The new LAMP battery?

Clearly, there is still a lot to understand when it comes to building applications with the LLM. In its Build keynotes, Microsoft classified LangChain as part of the “orchestration” layer in its “Copilot technology stack” for developers. In Microsoft’s system, orchestration includes prompt engineering and what it calls “metaprompts.”

Microsoft has its own tool, Semantic Kernel, which does a similar thing to LangChain. He also announced a new tool called Prompt Flow, which Microsoft CTO Kevin Scott said is “another orchestration mechanism that actually unifies LangChain and the Semantic Kernel.”

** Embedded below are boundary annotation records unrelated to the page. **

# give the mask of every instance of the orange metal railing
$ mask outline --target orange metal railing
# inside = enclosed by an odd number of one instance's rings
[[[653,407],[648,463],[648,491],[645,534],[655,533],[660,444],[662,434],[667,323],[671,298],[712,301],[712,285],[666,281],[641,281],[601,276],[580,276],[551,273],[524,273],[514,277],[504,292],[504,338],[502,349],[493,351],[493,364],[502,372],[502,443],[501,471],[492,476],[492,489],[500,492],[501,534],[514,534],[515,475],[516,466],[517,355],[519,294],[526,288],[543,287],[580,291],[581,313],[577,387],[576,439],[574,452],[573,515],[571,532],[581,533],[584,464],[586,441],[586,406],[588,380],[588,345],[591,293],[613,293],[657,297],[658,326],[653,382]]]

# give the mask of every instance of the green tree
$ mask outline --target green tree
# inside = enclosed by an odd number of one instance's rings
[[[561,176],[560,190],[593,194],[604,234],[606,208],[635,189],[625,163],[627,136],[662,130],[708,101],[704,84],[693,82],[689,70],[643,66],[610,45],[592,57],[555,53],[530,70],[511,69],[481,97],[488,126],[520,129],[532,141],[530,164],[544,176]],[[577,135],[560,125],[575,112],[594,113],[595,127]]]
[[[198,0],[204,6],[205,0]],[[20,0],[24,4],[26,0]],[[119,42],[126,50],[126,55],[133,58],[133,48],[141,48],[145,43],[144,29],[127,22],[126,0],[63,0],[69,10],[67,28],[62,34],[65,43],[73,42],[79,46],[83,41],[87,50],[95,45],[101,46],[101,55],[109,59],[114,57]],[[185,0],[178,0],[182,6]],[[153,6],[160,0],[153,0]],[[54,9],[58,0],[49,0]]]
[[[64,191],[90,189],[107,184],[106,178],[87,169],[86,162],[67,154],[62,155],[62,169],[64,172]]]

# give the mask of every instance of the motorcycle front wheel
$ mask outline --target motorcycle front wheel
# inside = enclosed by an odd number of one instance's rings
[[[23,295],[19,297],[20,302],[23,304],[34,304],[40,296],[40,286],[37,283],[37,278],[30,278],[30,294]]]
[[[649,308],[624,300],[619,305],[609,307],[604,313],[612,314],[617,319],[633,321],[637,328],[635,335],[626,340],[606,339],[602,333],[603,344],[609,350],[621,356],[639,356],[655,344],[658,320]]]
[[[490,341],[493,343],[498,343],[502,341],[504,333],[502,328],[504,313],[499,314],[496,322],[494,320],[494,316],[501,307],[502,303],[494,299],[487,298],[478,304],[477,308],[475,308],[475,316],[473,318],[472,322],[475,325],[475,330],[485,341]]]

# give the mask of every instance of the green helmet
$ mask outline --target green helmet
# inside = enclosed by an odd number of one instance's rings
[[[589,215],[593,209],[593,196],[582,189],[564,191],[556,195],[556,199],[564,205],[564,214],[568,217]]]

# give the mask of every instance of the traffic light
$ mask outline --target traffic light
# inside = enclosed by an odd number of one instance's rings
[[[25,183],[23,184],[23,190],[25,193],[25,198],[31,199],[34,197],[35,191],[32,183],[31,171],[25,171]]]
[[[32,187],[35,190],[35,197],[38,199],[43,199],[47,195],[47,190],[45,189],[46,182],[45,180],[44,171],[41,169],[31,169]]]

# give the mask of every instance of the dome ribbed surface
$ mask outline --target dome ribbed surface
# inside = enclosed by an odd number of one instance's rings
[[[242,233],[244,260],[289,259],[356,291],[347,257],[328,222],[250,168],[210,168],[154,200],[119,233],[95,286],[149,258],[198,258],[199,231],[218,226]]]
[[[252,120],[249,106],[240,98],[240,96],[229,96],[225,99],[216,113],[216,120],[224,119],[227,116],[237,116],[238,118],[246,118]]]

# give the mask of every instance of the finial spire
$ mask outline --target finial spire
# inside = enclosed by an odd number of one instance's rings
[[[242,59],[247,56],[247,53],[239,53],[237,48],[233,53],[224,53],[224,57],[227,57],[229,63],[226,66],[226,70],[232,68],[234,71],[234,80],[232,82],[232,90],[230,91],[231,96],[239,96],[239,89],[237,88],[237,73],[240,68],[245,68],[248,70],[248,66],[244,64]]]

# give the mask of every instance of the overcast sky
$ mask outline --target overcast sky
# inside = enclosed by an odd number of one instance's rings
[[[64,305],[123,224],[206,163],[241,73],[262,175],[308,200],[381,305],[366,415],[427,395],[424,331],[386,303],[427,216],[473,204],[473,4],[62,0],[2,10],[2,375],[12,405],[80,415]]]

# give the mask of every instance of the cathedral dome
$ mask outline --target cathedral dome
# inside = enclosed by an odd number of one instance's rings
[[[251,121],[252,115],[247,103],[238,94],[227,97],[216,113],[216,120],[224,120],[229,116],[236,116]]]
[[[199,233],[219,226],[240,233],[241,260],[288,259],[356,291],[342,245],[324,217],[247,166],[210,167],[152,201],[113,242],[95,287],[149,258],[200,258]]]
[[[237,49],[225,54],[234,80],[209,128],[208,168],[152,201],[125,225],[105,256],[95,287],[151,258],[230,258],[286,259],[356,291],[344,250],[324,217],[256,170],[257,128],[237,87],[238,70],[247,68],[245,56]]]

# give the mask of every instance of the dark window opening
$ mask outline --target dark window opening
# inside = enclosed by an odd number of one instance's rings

It’s also worth noting the word “chain” in LangChain’s name, which indicates that it can interoperate with other tools, not just various LLMs, but other development frameworks as well. In May, Cloudflare announced LangChain support for its Workers framework.

A new acronym has even been coined involving LangChain: OPL, which stands for OpenAI, Pinecone and LangChain. The inspiration was probably the LAMP stack (Linux, Apache, MySQL, PHP/Perl/Python), which was a key part of the 1990s and led to the emergence of Web 2.0. Who knows if OPL will stick around as a term — and, of course, its components aren’t all open source — but regardless, it’s a good indication that LangChain is already a big part of many developers’ personal stacks.